I want to add a sleeping shelf - about 2 ft wide and the length of the shelter. Is that appropriate for 2 minis? Should we extend the length of the shelter if we take up 2 feet of the floor area as a sleeping shelf? Again, worried it may be too small. 
We are actually converting my children's wooden play set that they outgrew. So the shelter will double as a play house as there will be two levels, bottom is their shelter and the top is where they can climb to.

Should we insulate the shelter?

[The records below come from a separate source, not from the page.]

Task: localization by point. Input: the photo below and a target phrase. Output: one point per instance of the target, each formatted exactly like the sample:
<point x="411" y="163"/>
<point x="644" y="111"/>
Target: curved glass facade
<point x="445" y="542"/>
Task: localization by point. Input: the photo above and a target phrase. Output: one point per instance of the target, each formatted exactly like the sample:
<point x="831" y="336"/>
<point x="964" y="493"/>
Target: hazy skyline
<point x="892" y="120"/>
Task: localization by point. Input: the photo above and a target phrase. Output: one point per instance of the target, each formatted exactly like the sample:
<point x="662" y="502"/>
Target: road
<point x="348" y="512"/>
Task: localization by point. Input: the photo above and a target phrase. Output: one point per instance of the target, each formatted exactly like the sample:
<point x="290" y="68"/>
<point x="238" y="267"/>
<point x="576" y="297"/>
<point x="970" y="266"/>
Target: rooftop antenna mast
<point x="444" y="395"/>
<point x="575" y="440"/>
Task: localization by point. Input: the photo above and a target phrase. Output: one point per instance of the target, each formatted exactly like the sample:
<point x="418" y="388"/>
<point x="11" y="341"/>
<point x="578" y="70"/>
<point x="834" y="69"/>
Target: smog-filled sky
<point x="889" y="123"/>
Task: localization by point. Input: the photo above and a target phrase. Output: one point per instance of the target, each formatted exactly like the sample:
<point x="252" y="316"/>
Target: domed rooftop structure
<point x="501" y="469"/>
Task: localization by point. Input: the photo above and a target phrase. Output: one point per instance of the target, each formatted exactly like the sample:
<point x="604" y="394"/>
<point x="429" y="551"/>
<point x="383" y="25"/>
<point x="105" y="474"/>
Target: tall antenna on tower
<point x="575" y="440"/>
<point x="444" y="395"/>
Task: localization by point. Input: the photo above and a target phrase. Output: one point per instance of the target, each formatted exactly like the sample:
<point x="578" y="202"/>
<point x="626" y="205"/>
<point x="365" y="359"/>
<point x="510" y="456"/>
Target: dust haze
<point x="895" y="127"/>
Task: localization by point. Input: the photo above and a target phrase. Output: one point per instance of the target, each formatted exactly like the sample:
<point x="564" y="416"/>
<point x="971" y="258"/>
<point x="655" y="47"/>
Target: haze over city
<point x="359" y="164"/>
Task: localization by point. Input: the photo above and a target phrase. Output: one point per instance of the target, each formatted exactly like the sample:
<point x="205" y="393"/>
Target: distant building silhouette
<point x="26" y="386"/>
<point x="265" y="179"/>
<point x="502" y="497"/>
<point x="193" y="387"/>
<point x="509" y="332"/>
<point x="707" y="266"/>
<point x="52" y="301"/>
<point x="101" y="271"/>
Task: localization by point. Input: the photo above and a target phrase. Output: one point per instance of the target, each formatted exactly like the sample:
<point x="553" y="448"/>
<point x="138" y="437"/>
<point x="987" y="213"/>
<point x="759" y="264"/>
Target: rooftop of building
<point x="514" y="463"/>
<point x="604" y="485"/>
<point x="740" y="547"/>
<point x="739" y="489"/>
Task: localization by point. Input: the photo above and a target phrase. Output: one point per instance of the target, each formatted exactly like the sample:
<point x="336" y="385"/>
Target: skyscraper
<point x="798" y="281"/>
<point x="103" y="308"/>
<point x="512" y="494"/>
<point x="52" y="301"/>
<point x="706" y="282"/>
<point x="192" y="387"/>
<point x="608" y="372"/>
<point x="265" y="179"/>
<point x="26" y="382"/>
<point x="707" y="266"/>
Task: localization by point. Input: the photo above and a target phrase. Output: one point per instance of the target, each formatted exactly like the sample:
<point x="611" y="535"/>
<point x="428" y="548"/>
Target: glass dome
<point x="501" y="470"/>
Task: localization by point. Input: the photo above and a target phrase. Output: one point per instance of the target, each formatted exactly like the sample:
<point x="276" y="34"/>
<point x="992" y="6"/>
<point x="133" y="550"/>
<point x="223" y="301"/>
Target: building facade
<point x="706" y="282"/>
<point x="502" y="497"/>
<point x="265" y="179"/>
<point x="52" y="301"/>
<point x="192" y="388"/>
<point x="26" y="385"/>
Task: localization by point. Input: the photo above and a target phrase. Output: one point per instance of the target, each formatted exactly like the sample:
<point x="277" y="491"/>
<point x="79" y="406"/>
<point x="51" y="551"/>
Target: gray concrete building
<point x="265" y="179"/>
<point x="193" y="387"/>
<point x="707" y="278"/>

For bedding, I plan to use the same pine shavings I use for my horse stalls, 4 inches deep. I plan to use a rubber stall mat under the shavings. Would straw be warmer for the winter months? Should I buy two goat blankets/coats? What is a good brand to order?

Fencing - what is better, cattle panels or woven field fencing? How far apart should the posts be, every 8ft?

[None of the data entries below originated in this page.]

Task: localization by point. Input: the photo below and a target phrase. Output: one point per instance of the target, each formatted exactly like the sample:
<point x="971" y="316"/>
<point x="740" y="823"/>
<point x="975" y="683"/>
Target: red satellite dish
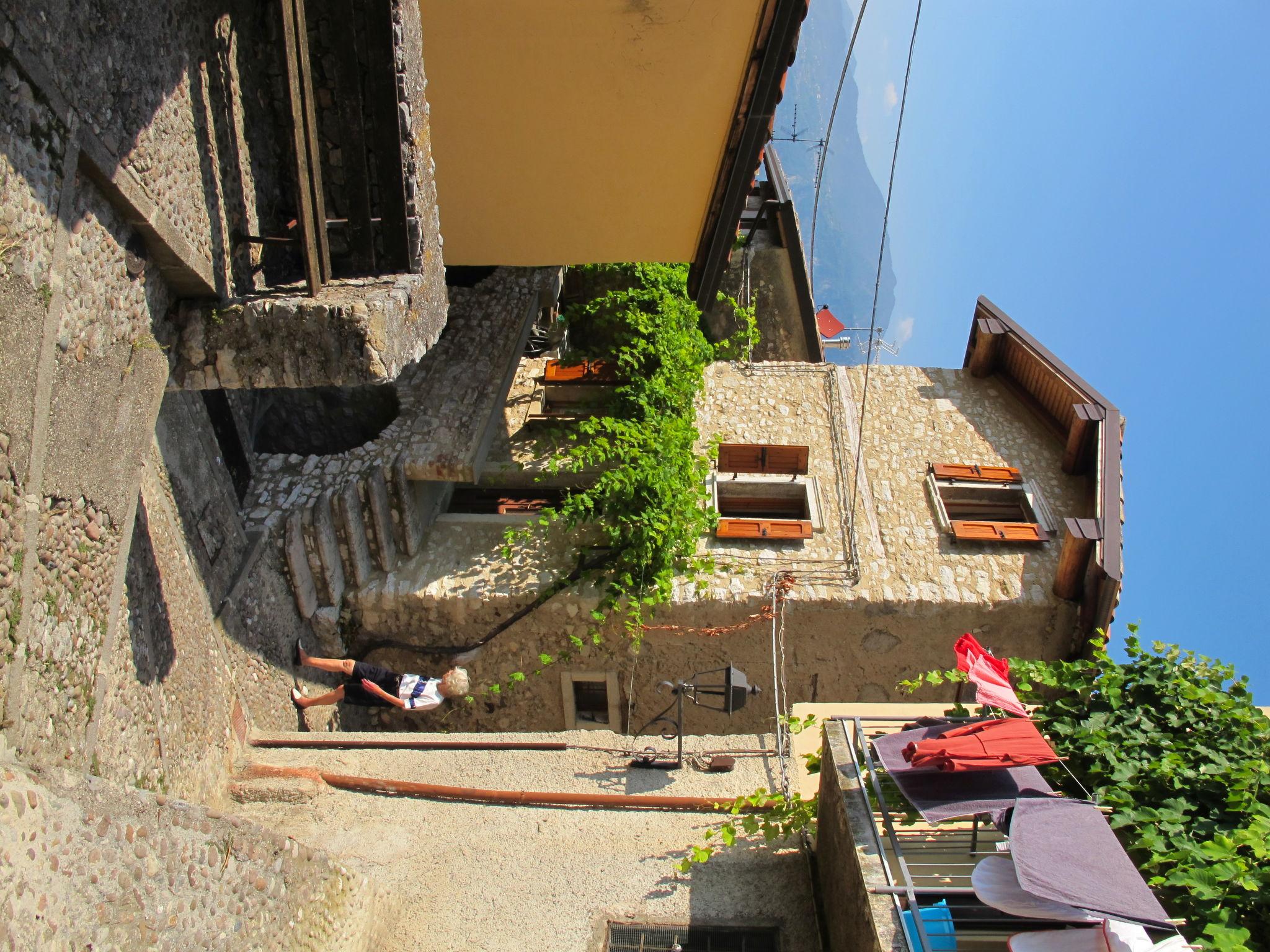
<point x="827" y="324"/>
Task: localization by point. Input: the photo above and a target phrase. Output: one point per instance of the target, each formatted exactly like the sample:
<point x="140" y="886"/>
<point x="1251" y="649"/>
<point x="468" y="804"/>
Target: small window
<point x="568" y="391"/>
<point x="757" y="457"/>
<point x="590" y="700"/>
<point x="631" y="937"/>
<point x="987" y="505"/>
<point x="766" y="507"/>
<point x="504" y="500"/>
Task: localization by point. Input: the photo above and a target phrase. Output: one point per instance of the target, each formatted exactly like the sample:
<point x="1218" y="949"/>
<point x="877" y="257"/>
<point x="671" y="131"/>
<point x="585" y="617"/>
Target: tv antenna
<point x="846" y="340"/>
<point x="796" y="136"/>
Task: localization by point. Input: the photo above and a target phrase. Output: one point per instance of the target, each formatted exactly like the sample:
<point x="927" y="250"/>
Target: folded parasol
<point x="985" y="746"/>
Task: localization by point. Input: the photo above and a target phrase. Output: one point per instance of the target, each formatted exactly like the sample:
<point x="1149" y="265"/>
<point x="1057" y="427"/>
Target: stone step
<point x="355" y="545"/>
<point x="298" y="564"/>
<point x="327" y="546"/>
<point x="381" y="519"/>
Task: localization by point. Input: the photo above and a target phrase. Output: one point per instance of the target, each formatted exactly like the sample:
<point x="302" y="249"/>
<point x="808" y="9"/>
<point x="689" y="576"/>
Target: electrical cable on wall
<point x="828" y="134"/>
<point x="882" y="248"/>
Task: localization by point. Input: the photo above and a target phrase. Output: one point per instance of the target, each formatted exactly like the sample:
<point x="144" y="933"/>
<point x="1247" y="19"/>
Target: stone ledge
<point x="358" y="330"/>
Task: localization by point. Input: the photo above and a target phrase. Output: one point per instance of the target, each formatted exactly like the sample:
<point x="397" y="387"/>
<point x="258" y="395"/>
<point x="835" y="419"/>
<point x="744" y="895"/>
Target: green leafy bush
<point x="647" y="494"/>
<point x="1173" y="743"/>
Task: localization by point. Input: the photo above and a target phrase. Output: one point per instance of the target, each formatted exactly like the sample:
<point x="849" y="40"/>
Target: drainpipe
<point x="507" y="798"/>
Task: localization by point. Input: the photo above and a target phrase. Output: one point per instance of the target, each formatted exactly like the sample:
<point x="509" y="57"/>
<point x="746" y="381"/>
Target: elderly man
<point x="371" y="685"/>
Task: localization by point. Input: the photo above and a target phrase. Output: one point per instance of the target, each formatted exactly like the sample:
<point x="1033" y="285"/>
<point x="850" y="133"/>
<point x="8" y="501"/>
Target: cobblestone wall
<point x="845" y="639"/>
<point x="75" y="551"/>
<point x="13" y="553"/>
<point x="89" y="865"/>
<point x="357" y="330"/>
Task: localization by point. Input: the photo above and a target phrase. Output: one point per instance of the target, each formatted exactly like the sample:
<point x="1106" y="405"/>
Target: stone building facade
<point x="864" y="602"/>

Size of outdoor pen and location - I was planning on putting the goats' pen and shelter within the fencing of my horses, so in essence they will share the paddock, but the goats will confined to only their area and separated from the horses. The horses have electric tape fencing, and the goats would have panels/field fencing. This will serve as double protection from any dogs or predators as any predator would first need to get through the electric fence and then have to get through the actual goat fence. Confused? Picture a large horse pasture with a 32'x32 area for the goats within the horses' pasture. Does this sound ok or should I create a completely new space for the goats, outside the horse area? I was going to make the goat area 32' x 32' with various toys and "mountains" for them to play on? Good size? The electric will not be attached to the goats' fencing, my fence charger is pretty strong and I don't want my babies getting the jolt of their lives!

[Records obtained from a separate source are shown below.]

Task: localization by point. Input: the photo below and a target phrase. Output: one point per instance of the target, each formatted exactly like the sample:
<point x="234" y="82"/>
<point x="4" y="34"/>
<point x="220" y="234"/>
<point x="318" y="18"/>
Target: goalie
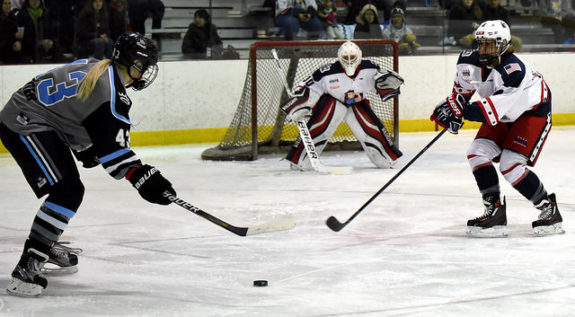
<point x="335" y="93"/>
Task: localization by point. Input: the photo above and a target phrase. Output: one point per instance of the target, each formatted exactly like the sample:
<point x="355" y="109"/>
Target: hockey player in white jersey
<point x="81" y="109"/>
<point x="514" y="107"/>
<point x="334" y="93"/>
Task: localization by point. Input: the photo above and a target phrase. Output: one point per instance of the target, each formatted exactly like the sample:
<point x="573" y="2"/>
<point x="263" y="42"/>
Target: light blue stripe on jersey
<point x="59" y="209"/>
<point x="42" y="167"/>
<point x="113" y="96"/>
<point x="112" y="156"/>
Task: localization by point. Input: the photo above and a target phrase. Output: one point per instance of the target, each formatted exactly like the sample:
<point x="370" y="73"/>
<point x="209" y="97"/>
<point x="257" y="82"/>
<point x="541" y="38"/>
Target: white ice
<point x="406" y="254"/>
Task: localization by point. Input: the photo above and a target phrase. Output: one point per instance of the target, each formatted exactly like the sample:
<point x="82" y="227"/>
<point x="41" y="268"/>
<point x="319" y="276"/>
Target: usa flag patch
<point x="510" y="68"/>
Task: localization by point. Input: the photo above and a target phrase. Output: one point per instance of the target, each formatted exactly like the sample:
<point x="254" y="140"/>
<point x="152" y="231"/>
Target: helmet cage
<point x="349" y="56"/>
<point x="133" y="50"/>
<point x="492" y="31"/>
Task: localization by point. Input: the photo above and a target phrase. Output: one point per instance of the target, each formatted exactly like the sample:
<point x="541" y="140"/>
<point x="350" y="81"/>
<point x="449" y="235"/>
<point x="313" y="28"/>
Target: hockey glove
<point x="87" y="157"/>
<point x="297" y="108"/>
<point x="387" y="85"/>
<point x="150" y="184"/>
<point x="449" y="113"/>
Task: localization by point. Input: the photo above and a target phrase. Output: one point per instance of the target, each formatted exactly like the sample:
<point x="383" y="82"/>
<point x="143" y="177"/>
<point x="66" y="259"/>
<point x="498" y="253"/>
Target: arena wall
<point x="194" y="101"/>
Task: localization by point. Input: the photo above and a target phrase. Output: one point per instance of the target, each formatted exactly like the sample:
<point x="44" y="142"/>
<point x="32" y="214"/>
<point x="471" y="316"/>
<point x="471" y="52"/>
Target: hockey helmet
<point x="349" y="55"/>
<point x="137" y="51"/>
<point x="495" y="33"/>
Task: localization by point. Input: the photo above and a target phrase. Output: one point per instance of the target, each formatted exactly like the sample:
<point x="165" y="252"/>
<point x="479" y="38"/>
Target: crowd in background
<point x="45" y="31"/>
<point x="55" y="31"/>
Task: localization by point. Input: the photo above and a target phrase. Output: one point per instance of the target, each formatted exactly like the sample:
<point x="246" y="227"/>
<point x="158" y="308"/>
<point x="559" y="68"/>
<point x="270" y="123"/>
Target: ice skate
<point x="550" y="220"/>
<point x="27" y="278"/>
<point x="63" y="260"/>
<point x="493" y="223"/>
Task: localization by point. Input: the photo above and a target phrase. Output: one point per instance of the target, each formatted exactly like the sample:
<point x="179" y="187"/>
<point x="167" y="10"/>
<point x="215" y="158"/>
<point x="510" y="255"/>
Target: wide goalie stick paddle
<point x="272" y="226"/>
<point x="336" y="226"/>
<point x="306" y="136"/>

Feed - grass hay (may contain 10% alfalfa) and loose goat minerals and salt. Obviously clean water. No grain. Okay plan?

Health Care- trim hooves every 6 weeks with a garden pruner, or should I get a specific goat hoof tool? 
De-worm - every 6 months or more often? What specific wormer? Is it the same kind used for horses or should I get de-wormer specific to goats?
Vaccinations - they are coming with at least one CD/T, maybe the 2nd booster, I need to ask. Will they need a 3rd as part of the series? Then annually? Should I have the vet give the vaccinations rather than myself? There is a local goat vet I can use. 
I hear talk of having Banamine on hand, I do always have the paste version for my horses. Can the goats also take the paste? How much per pound? Only when they show signs of tummy distress? Or is it also used to reduce swelling and pain from injuries?
Should they have free access to baking soda? What does it do for goats? I seem to get conflicting info. on this one.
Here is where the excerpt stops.